The Water Diviner Page 6
‘Wait. Give me a moment,’ she blurts out through a mouthful of blonde hair. She speaks schoolgirl French with an Eastern European accent. ‘Who is going to buy this moth-eaten old rag anyhow?’
‘Quiet,’ comes the reply, also in French, from inside the room. ‘It is my father’s favourite. We cannot let him hear us.’
As the rug snakes its way into the hall the door opens wide to reveal a small study with an oak desk and captain’s chair. On one end of the desk is a brass microscope surrounded by teetering stacks of glass slides. The study walls are lined with half-empty bookcases, the gaps like forgotten moments or stolen memories. The rug is not the first thing to have been excised from this collection. Nor will it be the last.

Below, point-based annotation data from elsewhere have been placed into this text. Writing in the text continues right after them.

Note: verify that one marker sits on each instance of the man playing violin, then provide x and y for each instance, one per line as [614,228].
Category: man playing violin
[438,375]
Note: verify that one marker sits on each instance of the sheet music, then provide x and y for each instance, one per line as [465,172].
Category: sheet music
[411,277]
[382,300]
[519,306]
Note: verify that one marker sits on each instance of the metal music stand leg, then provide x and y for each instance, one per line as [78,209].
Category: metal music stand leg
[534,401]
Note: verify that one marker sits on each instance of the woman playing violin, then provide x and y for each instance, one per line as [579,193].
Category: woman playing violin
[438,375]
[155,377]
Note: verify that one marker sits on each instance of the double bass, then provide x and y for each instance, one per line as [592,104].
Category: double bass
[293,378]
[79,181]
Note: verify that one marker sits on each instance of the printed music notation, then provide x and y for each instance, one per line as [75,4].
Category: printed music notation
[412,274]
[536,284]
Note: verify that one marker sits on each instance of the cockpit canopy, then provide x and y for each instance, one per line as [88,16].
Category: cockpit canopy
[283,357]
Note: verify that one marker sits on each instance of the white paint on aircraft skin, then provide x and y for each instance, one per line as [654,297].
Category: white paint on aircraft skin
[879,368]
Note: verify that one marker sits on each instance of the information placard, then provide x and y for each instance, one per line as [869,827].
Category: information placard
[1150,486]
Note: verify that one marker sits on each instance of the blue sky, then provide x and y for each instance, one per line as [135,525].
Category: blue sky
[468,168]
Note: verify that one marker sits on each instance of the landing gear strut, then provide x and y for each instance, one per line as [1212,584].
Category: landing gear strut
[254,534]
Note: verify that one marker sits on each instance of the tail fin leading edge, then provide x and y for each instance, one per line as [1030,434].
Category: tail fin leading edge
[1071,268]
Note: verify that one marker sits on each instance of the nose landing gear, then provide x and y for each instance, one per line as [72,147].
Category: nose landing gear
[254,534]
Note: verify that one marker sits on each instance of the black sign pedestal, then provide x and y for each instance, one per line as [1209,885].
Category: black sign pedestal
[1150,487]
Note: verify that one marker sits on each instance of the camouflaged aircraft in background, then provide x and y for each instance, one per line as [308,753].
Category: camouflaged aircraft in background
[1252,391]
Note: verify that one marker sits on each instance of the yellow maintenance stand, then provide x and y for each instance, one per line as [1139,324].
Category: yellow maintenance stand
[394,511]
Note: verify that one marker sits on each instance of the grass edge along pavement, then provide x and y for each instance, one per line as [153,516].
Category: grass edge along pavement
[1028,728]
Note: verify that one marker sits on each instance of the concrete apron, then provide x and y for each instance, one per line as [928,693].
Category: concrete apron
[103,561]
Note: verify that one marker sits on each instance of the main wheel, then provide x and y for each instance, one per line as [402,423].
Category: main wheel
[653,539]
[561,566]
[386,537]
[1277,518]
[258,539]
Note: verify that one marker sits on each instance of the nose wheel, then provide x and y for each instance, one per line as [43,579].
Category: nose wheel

Ayshe stands in the doorway clad in a long fawn dress and coarse cotton scarf. She is strikingly beautiful. Her grace, the poised way she holds her head high and her lilting French betray her privileged upbringing. Despite this, she labours without complaint.
Struggling to get a good grip on it, Natalia drops the other end of the rug.
Ayshe laughs and exclaims, ‘You are like a drunken sailor. You keep steering me the wrong way!’
‘Do you speak this way to all your hotel guests?’ Natalia asks.
The Turkish woman replies with a smile, ‘Yes. Come on! Pick it up.’
‘So much bother! I wouldn’t give you a piastre for it.’
‘It is silk, Natalia,’ Ayshe explains in a whisper. ‘The highest quality, from Baluchistan.’
The Russian woman grins lewdly. ‘It reminds me of a man I had from Baluchistan. He nearly split me in two!’
‘I don’t want to hear!’ Ayshe says, feigning embarrassment and trying to quell her laughter.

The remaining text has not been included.